One hope is Darktable moving to vkdt and improvements in some key features. But at the current speed by the time that’s ready Lightroom will be improved further and probably use ML in it’s features so then it will escape the reach of FOSS software for good 10-15 years.

But it’s a good thing to keep Darktable close, develop your skills in it. You never know how things might pick up for it and maybe it becomes the go to software for raw development. It’s close but not yet there tho.

Lightroom is basically the industry standard for raw development, if there is such a thing. That’s basically because of marketing, but also because it produces very good results in a very short space of time and doesn’t require much knowledge of raw development. Because so many influencers use it, it is regarded as the “default” software when learning digital photography.

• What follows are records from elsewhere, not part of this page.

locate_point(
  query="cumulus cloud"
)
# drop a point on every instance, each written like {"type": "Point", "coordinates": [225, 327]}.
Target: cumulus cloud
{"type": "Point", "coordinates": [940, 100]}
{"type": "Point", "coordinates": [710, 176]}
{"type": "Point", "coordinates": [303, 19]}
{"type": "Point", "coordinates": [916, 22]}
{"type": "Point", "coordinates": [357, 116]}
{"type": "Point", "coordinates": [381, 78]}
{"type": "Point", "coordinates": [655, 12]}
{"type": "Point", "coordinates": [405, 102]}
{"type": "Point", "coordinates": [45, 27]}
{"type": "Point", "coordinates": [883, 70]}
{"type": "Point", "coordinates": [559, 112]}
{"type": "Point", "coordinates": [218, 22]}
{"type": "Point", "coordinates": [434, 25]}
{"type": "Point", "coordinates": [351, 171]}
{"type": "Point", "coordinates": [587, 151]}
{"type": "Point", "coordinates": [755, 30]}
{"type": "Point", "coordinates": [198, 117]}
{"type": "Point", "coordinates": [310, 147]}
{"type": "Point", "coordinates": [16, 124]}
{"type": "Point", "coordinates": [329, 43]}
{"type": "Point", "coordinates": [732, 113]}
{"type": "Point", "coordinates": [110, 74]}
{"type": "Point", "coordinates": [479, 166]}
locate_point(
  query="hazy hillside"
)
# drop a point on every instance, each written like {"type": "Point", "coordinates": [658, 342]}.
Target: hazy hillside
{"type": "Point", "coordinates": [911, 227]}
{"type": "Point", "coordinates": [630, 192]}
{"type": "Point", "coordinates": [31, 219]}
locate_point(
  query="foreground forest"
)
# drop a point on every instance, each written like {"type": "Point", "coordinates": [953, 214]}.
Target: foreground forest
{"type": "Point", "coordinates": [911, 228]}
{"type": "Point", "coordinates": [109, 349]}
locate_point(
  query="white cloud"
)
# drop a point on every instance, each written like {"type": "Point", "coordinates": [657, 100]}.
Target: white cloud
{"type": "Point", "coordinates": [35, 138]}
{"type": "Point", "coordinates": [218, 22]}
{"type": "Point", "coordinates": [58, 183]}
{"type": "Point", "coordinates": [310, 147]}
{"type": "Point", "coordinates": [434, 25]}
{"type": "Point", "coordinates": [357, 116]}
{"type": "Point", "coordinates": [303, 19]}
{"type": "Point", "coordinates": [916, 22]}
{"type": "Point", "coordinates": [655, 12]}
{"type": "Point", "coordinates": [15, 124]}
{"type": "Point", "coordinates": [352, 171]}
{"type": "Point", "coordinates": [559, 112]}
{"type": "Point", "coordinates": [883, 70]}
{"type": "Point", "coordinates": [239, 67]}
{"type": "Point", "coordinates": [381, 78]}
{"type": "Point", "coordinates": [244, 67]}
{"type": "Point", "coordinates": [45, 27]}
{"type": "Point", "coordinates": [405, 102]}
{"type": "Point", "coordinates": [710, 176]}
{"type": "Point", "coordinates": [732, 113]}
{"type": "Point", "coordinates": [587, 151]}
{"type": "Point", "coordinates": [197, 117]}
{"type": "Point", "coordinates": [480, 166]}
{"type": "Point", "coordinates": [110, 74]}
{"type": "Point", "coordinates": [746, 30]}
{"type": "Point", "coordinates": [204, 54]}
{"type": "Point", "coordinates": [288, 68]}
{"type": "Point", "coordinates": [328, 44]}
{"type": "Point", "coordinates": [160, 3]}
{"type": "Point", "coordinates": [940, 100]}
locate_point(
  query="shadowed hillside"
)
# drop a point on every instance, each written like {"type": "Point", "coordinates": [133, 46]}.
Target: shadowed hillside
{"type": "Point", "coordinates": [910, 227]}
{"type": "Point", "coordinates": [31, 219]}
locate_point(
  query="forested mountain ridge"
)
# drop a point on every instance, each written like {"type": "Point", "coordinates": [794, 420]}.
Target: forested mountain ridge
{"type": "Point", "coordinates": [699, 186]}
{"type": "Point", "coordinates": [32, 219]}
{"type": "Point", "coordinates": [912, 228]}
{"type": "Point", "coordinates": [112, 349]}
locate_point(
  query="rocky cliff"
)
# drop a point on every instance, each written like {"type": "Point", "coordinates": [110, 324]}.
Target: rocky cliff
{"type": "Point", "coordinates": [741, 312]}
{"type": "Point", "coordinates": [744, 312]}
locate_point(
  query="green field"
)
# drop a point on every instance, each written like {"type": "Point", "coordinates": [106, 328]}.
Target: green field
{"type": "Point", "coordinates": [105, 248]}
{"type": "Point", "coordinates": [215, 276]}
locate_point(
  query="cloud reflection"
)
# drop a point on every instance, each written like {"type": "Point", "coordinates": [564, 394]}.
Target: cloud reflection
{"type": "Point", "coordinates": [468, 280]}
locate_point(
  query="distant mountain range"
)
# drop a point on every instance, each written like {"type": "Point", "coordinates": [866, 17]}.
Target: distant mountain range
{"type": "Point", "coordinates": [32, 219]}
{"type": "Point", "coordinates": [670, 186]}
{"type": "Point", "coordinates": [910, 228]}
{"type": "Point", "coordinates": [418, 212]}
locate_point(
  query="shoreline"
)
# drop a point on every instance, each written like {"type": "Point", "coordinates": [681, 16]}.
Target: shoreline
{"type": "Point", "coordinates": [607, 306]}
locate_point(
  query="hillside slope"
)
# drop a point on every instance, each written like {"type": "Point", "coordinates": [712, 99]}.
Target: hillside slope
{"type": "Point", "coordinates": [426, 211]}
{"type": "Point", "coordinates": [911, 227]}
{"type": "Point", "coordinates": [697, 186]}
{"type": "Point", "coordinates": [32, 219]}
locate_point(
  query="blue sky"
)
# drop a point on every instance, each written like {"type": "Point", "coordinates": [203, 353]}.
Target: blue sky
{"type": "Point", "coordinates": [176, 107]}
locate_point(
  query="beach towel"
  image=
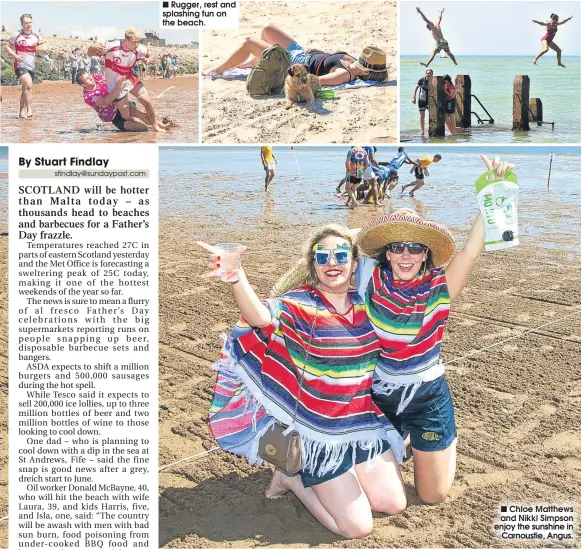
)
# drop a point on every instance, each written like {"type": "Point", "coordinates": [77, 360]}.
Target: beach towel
{"type": "Point", "coordinates": [231, 74]}
{"type": "Point", "coordinates": [242, 74]}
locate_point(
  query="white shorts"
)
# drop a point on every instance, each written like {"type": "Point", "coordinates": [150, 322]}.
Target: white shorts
{"type": "Point", "coordinates": [368, 174]}
{"type": "Point", "coordinates": [125, 90]}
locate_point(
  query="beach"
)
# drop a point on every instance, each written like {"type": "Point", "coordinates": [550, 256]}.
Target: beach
{"type": "Point", "coordinates": [61, 116]}
{"type": "Point", "coordinates": [492, 83]}
{"type": "Point", "coordinates": [511, 350]}
{"type": "Point", "coordinates": [230, 115]}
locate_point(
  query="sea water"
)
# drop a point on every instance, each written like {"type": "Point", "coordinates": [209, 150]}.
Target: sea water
{"type": "Point", "coordinates": [492, 82]}
{"type": "Point", "coordinates": [223, 187]}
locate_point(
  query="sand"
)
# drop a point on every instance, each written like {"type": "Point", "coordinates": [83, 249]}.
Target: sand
{"type": "Point", "coordinates": [369, 115]}
{"type": "Point", "coordinates": [60, 115]}
{"type": "Point", "coordinates": [517, 409]}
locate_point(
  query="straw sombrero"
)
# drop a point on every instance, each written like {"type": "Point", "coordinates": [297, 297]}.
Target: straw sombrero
{"type": "Point", "coordinates": [372, 59]}
{"type": "Point", "coordinates": [407, 226]}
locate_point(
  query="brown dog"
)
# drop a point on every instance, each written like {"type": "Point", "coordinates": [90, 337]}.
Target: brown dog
{"type": "Point", "coordinates": [300, 86]}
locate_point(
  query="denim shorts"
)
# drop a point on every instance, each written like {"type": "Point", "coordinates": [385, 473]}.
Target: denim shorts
{"type": "Point", "coordinates": [297, 54]}
{"type": "Point", "coordinates": [308, 480]}
{"type": "Point", "coordinates": [429, 417]}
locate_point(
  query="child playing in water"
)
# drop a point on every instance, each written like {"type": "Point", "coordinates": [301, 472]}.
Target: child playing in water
{"type": "Point", "coordinates": [547, 40]}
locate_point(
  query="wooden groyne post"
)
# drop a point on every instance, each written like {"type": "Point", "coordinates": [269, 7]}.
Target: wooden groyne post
{"type": "Point", "coordinates": [436, 107]}
{"type": "Point", "coordinates": [535, 110]}
{"type": "Point", "coordinates": [521, 102]}
{"type": "Point", "coordinates": [463, 101]}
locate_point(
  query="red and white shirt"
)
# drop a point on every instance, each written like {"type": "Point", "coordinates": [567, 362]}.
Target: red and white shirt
{"type": "Point", "coordinates": [106, 112]}
{"type": "Point", "coordinates": [119, 63]}
{"type": "Point", "coordinates": [25, 46]}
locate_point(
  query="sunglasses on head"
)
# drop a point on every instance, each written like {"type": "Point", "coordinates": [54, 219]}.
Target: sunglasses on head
{"type": "Point", "coordinates": [413, 248]}
{"type": "Point", "coordinates": [322, 256]}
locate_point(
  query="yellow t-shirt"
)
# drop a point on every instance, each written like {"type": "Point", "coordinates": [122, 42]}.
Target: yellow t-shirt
{"type": "Point", "coordinates": [267, 154]}
{"type": "Point", "coordinates": [426, 161]}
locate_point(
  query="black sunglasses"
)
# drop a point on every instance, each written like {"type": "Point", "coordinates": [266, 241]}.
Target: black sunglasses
{"type": "Point", "coordinates": [413, 248]}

Arguably, it is also very good value if you get the Photography package with Photoshop included and you are a professional. But, and it’s a big but, the extra cost is that you are then locked into a subscription and beholden to a commercial enterprise that can suddenly decide to retire the product at any point, which is what is happening to Lightroom Classic. Increasingly, they are pushing their agenda of the cloud + AI and too bad if you don’t want to go that route!

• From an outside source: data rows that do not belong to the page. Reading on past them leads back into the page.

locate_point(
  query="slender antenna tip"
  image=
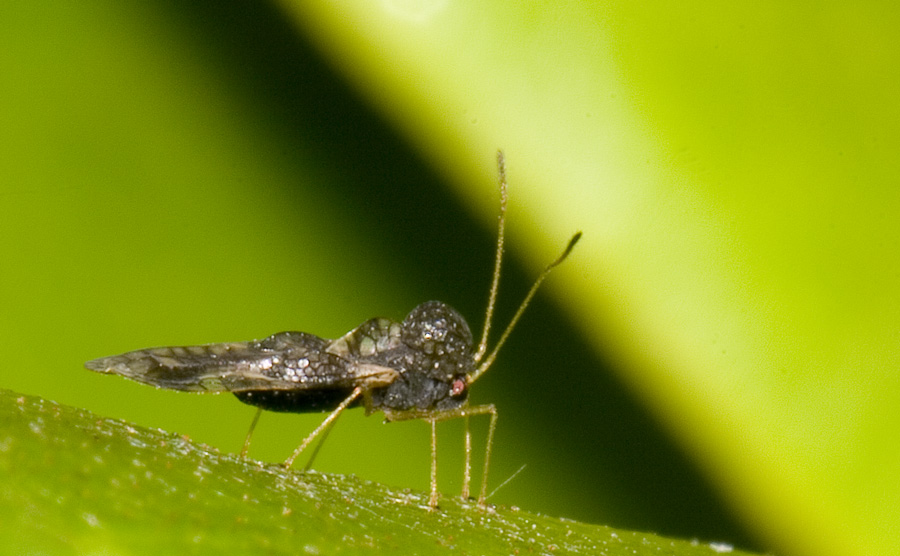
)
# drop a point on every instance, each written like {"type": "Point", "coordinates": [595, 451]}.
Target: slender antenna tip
{"type": "Point", "coordinates": [568, 250]}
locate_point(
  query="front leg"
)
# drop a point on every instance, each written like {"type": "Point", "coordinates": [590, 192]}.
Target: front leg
{"type": "Point", "coordinates": [433, 417]}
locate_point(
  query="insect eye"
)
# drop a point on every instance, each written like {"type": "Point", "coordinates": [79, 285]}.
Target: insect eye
{"type": "Point", "coordinates": [458, 387]}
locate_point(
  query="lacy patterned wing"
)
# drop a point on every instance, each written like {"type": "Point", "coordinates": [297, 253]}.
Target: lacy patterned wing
{"type": "Point", "coordinates": [283, 361]}
{"type": "Point", "coordinates": [368, 340]}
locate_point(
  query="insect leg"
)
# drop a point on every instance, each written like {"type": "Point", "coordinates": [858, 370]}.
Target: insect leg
{"type": "Point", "coordinates": [468, 412]}
{"type": "Point", "coordinates": [246, 447]}
{"type": "Point", "coordinates": [467, 470]}
{"type": "Point", "coordinates": [432, 502]}
{"type": "Point", "coordinates": [325, 424]}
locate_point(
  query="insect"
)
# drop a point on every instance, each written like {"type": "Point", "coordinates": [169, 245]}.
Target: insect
{"type": "Point", "coordinates": [420, 368]}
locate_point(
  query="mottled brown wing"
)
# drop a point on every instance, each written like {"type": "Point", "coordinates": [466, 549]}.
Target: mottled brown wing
{"type": "Point", "coordinates": [284, 361]}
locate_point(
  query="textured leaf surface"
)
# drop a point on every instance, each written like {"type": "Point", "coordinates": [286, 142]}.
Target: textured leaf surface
{"type": "Point", "coordinates": [73, 482]}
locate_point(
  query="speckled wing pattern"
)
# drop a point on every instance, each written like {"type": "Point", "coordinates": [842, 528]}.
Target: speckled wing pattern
{"type": "Point", "coordinates": [283, 361]}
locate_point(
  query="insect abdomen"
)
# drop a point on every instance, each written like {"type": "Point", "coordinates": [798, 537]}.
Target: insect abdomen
{"type": "Point", "coordinates": [296, 401]}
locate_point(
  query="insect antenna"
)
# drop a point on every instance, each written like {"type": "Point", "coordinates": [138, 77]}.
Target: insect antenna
{"type": "Point", "coordinates": [501, 234]}
{"type": "Point", "coordinates": [512, 323]}
{"type": "Point", "coordinates": [492, 299]}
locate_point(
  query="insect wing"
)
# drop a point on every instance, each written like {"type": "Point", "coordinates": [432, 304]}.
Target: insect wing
{"type": "Point", "coordinates": [284, 361]}
{"type": "Point", "coordinates": [369, 340]}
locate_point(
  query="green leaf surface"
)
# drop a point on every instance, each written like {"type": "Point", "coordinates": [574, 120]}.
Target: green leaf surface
{"type": "Point", "coordinates": [72, 482]}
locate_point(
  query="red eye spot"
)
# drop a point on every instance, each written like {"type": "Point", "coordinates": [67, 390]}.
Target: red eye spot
{"type": "Point", "coordinates": [459, 386]}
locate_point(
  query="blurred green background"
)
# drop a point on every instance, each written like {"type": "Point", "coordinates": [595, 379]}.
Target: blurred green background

It is an excellent all-in-one solution for digital asset management and photo development, but it is quite limited for the latter compared to something like RT and darktable. You don’t really learn that much from using it, especially if you use their auto functions. I personally feel like it was good beginner software for me. RT, ART and darktable can be rough around the edges, but they are powerful and more “enthusiast” products in a way.

Do you mind giving some examples of what you mean here?

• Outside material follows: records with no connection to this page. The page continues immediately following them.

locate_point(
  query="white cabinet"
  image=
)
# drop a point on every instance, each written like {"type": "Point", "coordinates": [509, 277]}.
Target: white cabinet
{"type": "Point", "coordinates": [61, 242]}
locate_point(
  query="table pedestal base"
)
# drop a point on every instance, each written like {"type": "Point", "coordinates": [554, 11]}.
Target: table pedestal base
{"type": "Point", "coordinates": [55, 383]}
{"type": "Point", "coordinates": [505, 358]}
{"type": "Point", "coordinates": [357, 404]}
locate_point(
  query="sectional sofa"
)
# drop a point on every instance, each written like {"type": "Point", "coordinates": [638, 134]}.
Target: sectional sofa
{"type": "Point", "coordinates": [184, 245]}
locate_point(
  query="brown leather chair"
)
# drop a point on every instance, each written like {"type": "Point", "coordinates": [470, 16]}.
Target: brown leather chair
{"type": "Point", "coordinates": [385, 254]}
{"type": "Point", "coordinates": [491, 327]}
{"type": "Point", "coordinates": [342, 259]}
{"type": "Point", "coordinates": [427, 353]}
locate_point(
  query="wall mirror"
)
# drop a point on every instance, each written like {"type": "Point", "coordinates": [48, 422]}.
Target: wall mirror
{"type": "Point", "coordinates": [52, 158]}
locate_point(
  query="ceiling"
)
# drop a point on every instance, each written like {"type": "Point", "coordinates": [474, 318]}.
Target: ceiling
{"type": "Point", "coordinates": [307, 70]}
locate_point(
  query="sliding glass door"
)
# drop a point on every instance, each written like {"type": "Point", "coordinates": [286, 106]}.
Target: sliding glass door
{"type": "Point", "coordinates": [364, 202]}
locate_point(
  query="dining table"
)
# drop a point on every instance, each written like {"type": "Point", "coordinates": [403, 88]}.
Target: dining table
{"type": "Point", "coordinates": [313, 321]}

There are lots of file management functions we have requests for “because they’re in lightroom”. And indeed darktable is light on DAM features… Moving files around, archiving catalogs, multiple catalogs, panorama stitching…

Thanks! Interestingly, I don’t miss many of these features. Sure, it would be nice to right-click a photo and have a context menu with some options, but I can easily live without lots of these. I’m more interested in the darkroom module functionality: getting amazing image quality with powerful tools, which is the direction darktable seems to be going with the scene-referred workflow.

Yes, on the editor side, as far as I’ve seen, we aren’t missing much. Perhaps highlight reconstruction, but we have a robust toolset with darktable.

I really liked LR when I got back into photography. Realizing the potential of editing raw files was incredible and I liked the results on my .nef files. I also really liked the Library mode. But then the subscription model came in, and it became almost $200 CDN annually. Also right about the same time I moved over into Fuji cameras. To me, LR has never been able to demosaic fuji x-trans correctly, and even the “enhanced details” didn’t really work. Playing with RT and dt made me realize the potential of better demosaicing on my fuji raws.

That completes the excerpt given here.